Patients with moderate-to-severe OSA had a higher prevalence of cardiometabolic comorbidities, including HT, DM, CAD, HF, and chronic obstructive pulmonary disease, as well as depression and restless legs syndrome (all P < 0.001; Table 3). No significant between-group differences were observed for arrhythmia, cerebrovascular disease, asthma, hypothyroidism, or malignancy.
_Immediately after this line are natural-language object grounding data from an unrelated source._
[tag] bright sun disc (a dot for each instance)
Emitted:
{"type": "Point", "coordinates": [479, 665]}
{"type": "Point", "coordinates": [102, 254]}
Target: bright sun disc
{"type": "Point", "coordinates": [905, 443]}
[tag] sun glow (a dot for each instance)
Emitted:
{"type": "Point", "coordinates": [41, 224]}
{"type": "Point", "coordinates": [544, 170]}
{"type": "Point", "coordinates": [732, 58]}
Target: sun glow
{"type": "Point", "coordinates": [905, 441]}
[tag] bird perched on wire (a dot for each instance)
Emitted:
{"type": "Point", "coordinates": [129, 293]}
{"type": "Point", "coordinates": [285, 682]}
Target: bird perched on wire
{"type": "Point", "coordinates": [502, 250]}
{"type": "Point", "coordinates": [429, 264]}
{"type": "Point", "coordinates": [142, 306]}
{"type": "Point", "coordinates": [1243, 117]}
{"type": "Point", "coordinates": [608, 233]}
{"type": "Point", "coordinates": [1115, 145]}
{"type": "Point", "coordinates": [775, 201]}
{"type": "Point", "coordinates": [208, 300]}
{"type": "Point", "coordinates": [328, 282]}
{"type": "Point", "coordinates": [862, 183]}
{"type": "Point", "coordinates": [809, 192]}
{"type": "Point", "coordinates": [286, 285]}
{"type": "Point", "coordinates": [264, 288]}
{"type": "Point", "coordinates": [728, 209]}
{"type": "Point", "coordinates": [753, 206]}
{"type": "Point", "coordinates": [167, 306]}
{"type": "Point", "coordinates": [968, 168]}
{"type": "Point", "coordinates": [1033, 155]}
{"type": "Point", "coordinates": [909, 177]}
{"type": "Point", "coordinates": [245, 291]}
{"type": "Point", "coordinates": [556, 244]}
Factors Independently Associated with Moderate-to-Severe OSA

In multivariable logistic regression analyses (Table 4, Figure 2), increasing age, male sex, and higher BMI remained strong independent predictors of moderate-to-severe OSA across all models. After full adjustment, snoring, witnessed apneas, and nocturnal dyspnea were independently associated with moderate-to-severe OSA, whereas ESS score and nocturia were not. Cardiometabolic comorbidities did not retain independent associations with disease severity in the fully adjusted model.

DISCUSSION

Principal Findings

In this large, nationwide, multicenter sleep clinic cohort, moderate-to-severe OSA had a distinct clinical profile characterized by older age, male sex, and increased general and central adiposity. These demographic and anthropometric features remained the strongest independent predictors of disease severity, even after comprehensive adjustment for symptoms and comorbidities. In contrast, subjective daytime sleepiness showed limited discriminatory value once objective risk factors and nocturnal symptoms were considered.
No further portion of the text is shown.